YARGITAY KARARI
DAİRE : 13. Ceza Dairesi
ESAS NO : 2013/32748
KARAR NO : 2014/21605
KARAR TARİHİ : 18.06.2014
Tebliğname No : 2 – 2012/217349
MAHKEMESİ : Akhisar 2. Asliye Ceza Mahkemesi
TARİHİ : 31/05/2012
NUMARASI : 2011/70 (E) ve 2012/524 (K)
SUÇ : Hırsızlık
Mahalli mahkemece verilen hüküm temyiz edilmekle dosya incelenerek, gereği düşünüldü:
21/06/2010 tarihli olay yeri inceleme raporu içeriğine göre, sanık hakkında TCK’nın 151/1. maddesi uyarınca, mala zarar verme suçundan dava zamanaşımı içerisinde işlem yapılması olanaklı görülmüştür.
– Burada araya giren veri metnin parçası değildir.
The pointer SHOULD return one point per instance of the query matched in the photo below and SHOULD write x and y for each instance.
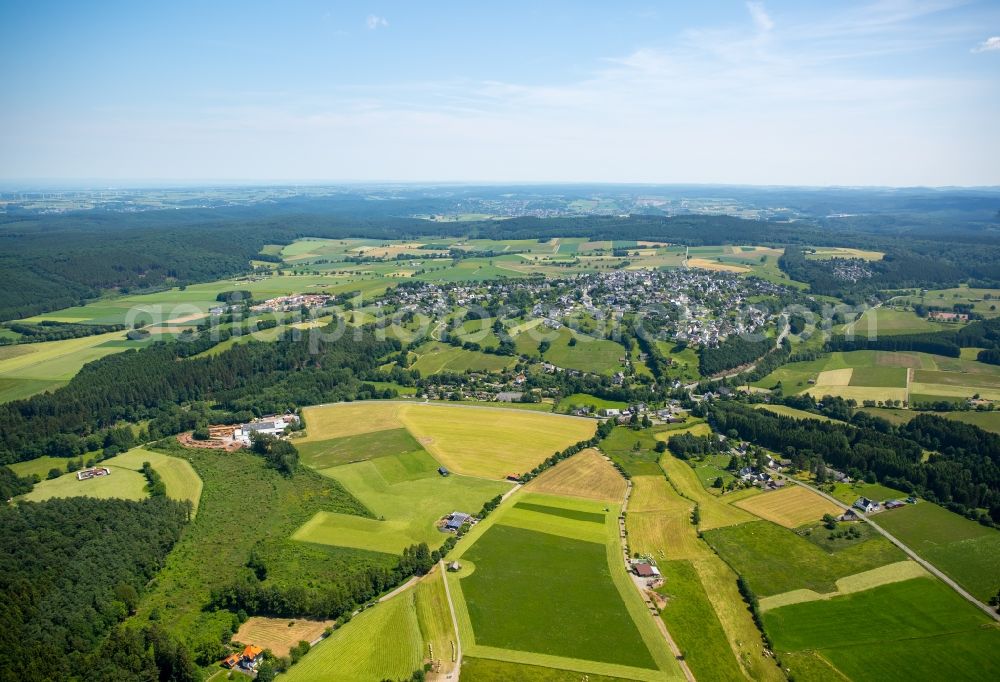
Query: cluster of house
(84, 474)
(293, 302)
(272, 426)
(248, 659)
(455, 520)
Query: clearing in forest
(790, 507)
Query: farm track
(909, 552)
(674, 649)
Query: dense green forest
(963, 473)
(71, 570)
(253, 378)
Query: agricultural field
(122, 483)
(569, 402)
(490, 442)
(966, 551)
(351, 653)
(406, 496)
(775, 560)
(791, 507)
(912, 630)
(586, 474)
(592, 616)
(279, 634)
(435, 357)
Y.C.G.K.’nın 15.12.2009 günlü, 6/242-291 esas ve karar sayılı içtihadında belirtildiği üzere, “…daha çoğunu alabilme olanağı varken yalnızca gereksinimi kadar ve değer olarak az olan şeyi alma” görüşünün, TCK’nın 145. madde uygulamasında bütünüyle reddedilmesi mümkün değil ise de, maddenin, yalnızca bu tanımlamayla sınırlandırılması da olanaklı olmadığından. 145. maddenin gerek ilk şekli, gerekse değiştirilmiş biçimi; ortak tanımlama ile, hırsızlık suçunun konusunu oluşturan değerin az olmasını temel aldığından, TCK’nın 145. maddesine göre, faile verilen cezada indirim yapılabilmesi için malın değerinin az olması yeterli olup, hâkim indirim oranını TCK’nın 3. maddesinde öngörüldüğü üzere “işlenilen fiilin ağırlığıyla orantılı” olacak şekilde saptaması gerektiğinden tebliğnamedeki bozma isteyen görüşe iştirak edilmemiştir.
Dosya ve duruşma tutanakları içeriğine, toplanıp karar yerinde incelenerek tartışılan hukuken geçerli ve elverişli kanıtlara, gerekçeye ve hakimin takdirine göre; suçun suça sürüklenen çocuk tarafından işlendiğini kabulde usul ve yasaya aykırılık bulunmadığı anlaşılmış, diğer temyiz itirazları da yerinde görülmemiştir.
Ancak;
1-) Suç tarihinde güneşin doğuş saatinin 05:39 olması ve gece vaktinin TCK’nun 6/1-e maddesi gereği 04:39 ‘a kadar devam etmesi karşısında suçun işlenme saatinin 04:20 olması da dikkate alındığında suça sürüklenen çocuk hakkında TCK’nun 143. maddesinin uygulanması gerekirken yazılı şekilde karar verilmesi,
2-) Suça sürüklenen çocuğun suç tarihinde 18 yaşını tamamlamamış olması ve daha önce hapis cezasına mahkum edilmediğinin anlaşılması karşısında; 5237 sayılı TCK’nın 50/3. maddesi gereğince, hükmedilen kısa süreli hapis cezasının aynı Kanunun 50/1. maddesinde öngörülen seçenek yaptırımlardan birine çevrilmesinde zorunluluk bulunduğunun gözetilmemesi,
Bozmayı gerektirmiş, Cumhuriyet Savcısının temyiz itirazları bu bakımdan yerinde görülmüş olduğundan, hükmün açıklanan nedenlerle tebliğnameye uygun olarak BOZULMASINA, 18/06/2014 tarihinde oybirliğiyle karar verildi.